South Korean satellite (2010–2020)

Chollian, also known as Communication, Ocean and Meteorological Satellite 1 (COMS-1), was a South Korean satellite which was launched on 26 June 2010 and began operations on 1 April 2011. It was operated by the Korea Aerospace Research Institute, who used it for communication, oceanography, and meteorological observation.

==History==
COMS-1 was constructed by EADS Astrium, and was based on the Eurostar-3000S satellite bus, bringing together lessons learned from Eurostar satellites and NASA-made GOES satellites respectively. It had a mass of 2460 kg, and carried transponders broadcasting in the D/E and K bands of the NATO-defined spectrum, or the L/S and Ka bands of the IEEE-defined spectrum respectively. Its single solar array generated a minimum of 2.5 kilowatts of power.

COMS-1 was launched by Arianespace using an Ariane 5 ECA carrier rocket lifting off from ELA-3 at the Guiana Space Centre in Kourou, French Guiana. The first launch attempt occurred on 23 June 2010; the launch was scrubbed due to a problem with one of the rocket's subsystems. A subsequent attempt on 24 June was also scrubbed, due to a problem with the pressurisation of the rocket's fuel tanks. The launch occurred at 21:41 UTC on 26 June 2010. The Saudi Arabian Arabsat-5A satellite was launched by the same rocket, with a SYLDA adaptor being used to separate the spacecraft. Arabsat-5A was mounted atop the SYLDA, with COMS-1 underneath it.
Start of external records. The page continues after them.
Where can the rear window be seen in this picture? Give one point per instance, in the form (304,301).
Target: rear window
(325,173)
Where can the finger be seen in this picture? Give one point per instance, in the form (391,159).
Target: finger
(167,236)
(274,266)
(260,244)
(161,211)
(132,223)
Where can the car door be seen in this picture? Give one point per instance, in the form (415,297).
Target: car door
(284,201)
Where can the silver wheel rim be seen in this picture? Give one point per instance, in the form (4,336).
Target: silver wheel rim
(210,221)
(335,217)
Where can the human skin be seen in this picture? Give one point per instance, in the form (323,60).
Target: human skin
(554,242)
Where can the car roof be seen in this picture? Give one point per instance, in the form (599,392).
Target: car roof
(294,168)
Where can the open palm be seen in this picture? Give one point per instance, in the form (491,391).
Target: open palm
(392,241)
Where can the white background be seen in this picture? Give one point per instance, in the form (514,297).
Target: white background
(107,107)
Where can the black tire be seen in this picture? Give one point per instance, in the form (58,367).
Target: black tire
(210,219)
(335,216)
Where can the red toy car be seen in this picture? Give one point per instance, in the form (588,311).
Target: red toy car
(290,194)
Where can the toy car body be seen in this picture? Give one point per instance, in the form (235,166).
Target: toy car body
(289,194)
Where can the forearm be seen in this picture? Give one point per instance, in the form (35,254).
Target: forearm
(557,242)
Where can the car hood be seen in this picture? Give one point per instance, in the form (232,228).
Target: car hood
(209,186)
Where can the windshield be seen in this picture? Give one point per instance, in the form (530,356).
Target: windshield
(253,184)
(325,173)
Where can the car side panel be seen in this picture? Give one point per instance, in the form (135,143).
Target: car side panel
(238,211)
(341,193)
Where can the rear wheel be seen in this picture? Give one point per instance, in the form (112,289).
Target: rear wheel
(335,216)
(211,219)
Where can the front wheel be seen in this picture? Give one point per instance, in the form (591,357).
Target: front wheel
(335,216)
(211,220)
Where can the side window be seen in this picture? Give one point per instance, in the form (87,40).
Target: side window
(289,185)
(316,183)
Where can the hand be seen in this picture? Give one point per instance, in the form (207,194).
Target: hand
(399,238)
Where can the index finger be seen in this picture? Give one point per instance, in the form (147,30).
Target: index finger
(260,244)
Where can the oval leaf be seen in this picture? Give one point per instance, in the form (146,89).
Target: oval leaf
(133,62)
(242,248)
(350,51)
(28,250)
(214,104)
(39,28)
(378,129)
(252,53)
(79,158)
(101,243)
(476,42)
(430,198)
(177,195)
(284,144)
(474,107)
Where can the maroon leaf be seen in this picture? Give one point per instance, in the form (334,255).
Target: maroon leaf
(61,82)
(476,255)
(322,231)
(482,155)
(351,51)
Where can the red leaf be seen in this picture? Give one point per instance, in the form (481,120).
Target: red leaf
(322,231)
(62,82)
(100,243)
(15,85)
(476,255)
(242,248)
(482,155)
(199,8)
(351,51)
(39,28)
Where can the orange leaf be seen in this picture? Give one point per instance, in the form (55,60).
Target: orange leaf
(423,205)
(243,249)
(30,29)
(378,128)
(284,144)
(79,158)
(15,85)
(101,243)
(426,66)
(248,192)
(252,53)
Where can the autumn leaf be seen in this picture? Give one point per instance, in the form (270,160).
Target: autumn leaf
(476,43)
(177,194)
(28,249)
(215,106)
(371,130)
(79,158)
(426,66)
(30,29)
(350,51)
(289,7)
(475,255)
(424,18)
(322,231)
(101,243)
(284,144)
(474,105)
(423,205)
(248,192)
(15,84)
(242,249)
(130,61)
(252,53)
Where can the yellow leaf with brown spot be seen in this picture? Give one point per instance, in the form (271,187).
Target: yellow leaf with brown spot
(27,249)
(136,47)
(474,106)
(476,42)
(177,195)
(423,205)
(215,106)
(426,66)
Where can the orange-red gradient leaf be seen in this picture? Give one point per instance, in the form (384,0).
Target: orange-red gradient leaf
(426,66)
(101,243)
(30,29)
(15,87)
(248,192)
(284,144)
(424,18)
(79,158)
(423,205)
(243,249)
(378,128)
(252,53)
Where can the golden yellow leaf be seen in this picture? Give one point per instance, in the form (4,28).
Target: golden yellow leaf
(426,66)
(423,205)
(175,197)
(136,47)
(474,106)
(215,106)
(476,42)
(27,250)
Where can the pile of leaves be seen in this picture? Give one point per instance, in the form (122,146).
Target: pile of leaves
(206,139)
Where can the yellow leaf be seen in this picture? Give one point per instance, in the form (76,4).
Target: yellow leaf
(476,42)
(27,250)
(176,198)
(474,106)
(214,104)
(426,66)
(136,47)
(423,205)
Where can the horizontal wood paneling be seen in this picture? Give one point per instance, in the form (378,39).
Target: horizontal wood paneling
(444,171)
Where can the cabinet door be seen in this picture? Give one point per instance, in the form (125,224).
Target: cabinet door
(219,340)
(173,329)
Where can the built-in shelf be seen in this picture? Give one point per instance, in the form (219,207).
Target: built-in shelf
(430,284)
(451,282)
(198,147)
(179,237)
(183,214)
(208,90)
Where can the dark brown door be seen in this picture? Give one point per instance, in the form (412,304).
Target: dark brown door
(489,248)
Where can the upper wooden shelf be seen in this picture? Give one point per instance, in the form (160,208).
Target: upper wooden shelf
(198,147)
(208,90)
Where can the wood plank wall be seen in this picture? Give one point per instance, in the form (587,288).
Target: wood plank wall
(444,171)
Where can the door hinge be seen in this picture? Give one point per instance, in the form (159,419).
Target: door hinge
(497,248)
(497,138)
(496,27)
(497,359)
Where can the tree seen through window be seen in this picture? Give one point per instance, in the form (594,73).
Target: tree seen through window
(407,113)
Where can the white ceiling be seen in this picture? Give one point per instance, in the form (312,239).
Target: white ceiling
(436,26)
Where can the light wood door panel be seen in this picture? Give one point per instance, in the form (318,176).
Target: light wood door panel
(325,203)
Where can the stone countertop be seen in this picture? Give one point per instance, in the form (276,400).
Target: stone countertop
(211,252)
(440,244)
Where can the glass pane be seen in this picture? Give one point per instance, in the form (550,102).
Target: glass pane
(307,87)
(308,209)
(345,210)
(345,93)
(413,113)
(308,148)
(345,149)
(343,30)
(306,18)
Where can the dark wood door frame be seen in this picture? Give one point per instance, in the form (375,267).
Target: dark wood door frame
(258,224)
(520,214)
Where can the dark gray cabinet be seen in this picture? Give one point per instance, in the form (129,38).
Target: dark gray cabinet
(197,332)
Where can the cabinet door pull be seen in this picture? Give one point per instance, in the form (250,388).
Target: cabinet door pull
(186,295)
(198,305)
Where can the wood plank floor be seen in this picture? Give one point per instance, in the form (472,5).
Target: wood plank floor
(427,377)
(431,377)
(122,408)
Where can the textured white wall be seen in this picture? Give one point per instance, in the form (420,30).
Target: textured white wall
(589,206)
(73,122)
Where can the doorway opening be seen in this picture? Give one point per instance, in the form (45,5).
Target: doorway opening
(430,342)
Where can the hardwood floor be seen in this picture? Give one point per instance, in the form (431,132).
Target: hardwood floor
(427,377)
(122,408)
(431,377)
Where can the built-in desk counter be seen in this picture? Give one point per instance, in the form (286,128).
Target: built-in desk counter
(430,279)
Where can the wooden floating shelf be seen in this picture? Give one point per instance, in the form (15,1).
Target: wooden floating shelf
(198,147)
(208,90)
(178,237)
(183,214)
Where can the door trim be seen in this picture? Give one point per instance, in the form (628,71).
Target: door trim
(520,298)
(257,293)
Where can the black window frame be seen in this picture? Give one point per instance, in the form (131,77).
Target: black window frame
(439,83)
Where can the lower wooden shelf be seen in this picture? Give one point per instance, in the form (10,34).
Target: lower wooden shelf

Following launch, COMS-1 separated into a geosynchronous transfer orbit. It used an apogee motor to raise itself into geosynchronous orbit. It then underwent testing before beginning operations at a longitude of 128.2 degrees East on 1 April 2011. Its mission was scheduled to last seven years, though the satellite had a design life of ten years.

COMS-1 was deactivated on 31 March 2020, following a two-year extension of its seven-year primary mission. Sister satellites Chollian-2A and Chollian-2B were launched in 2018 and 2020.